Daredevil was never a favorite of mine growing up. The stories just seemed too adult to my still developing young mind. If you told me my second favorite graphic novel would be a Daredevil story when I was a kid I would have looked at you like you were stupid ( I probably would have looked at you that way even if you told me something else, I was a real asshole as a kid ) TDKR had already introduced me to the concept of comics being more than just kid stuff, but Daredevil still didn’t grab me. I owned like one Daredevil comic growing up and I didn’t bother to catch the movie in theaters. About a year and a half ago I was online reading up on Frank Millers work to see what I hadn’t read yet and people kept on bringing up “Born Again” So I grabbed a copy and sat back. As I read it I caught the exact same feeling I had when I heard “Method man” for the first time. Which was “What the FUCK?!? This is incredible”
Maturity is a cool thing because it brings a whole new level of appreciation for certain things you just wouldn’t give too much of a fuck about as a kid. Daredevil seems to have always been intended for more older readers ( the character spends as much time working as a lawyer as he does kicking ass ) but when you mature and read it, it makes you feel like a kid again. The plot for “Born Again” revolves around Daredevil ( Matt Murdock ) being sold out by his ex girl Karen Page. Karen is a drug addicted, adult film star who sells Matt’s identity to a drug dealer for a fix. The info gets back to New York City’s top crime lord The Kingpin who has had beef with Daredevil for a long time. The villain discovering the hero’s identity thing has been done before but it usually turns into the villain fighting the hero at home rather than on the streets. What hit me about this is HOW the Kingpin attacks Murdock. He gets him disbarred, cleans out his bank accounts, strategically drives him mad from paranoia, turns him against his closet friends, THEN blows up his apartment. I’ve seen Superman get beaten to death by Doomsday, I’ve seen the Joker viciously murder Robin and his mother, hell, I’ve seen Magneto rip the skeleton out of Wolverine. None of them compared to what Kingpin put Daredevil through. Reading the story, I was like “DAMN!!!”

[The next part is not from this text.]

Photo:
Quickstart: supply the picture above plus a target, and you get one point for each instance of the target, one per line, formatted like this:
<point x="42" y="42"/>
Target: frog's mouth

The art by David Mazzucchelli is very well done. Serving the story perfectly. I don’t find the artwork as mind blowing as works by Todd McFarlane, Norm Breyfogle or the almighty Jim Lee but it compliments the story better than I think even their fantastic talent could. The same way that the sound of “36 chambers” was nowhere near as polished as “The Chronic” but it was the PERFECT medium for the WU to do their thing on.
The magic in this is in the writing. Frank Miller outdid himself with the dialogue, both internal and between characters. If there ever was a comic that played out like a compelling movie, this is it. In one scene a man is murdered while a reporter listen’s in over the phone and the way the scene is set up and written is THE most nerve wracking moment in my comic reading history. The story is so good that I didn’t even notice that Daredevil was barely in costume for the entire duration. This is not a traditional superhero story. Rather than being amazed at feats of superhuman strength the most amazing thing in this is the triumph of the human spirit in the face of crushing adversity.
I recommend this book to anyone going through a hard time in life as it will make you wanna face your tormentor head on a punch him dead in the teeth, even if you don’t have a costume for fighting crime.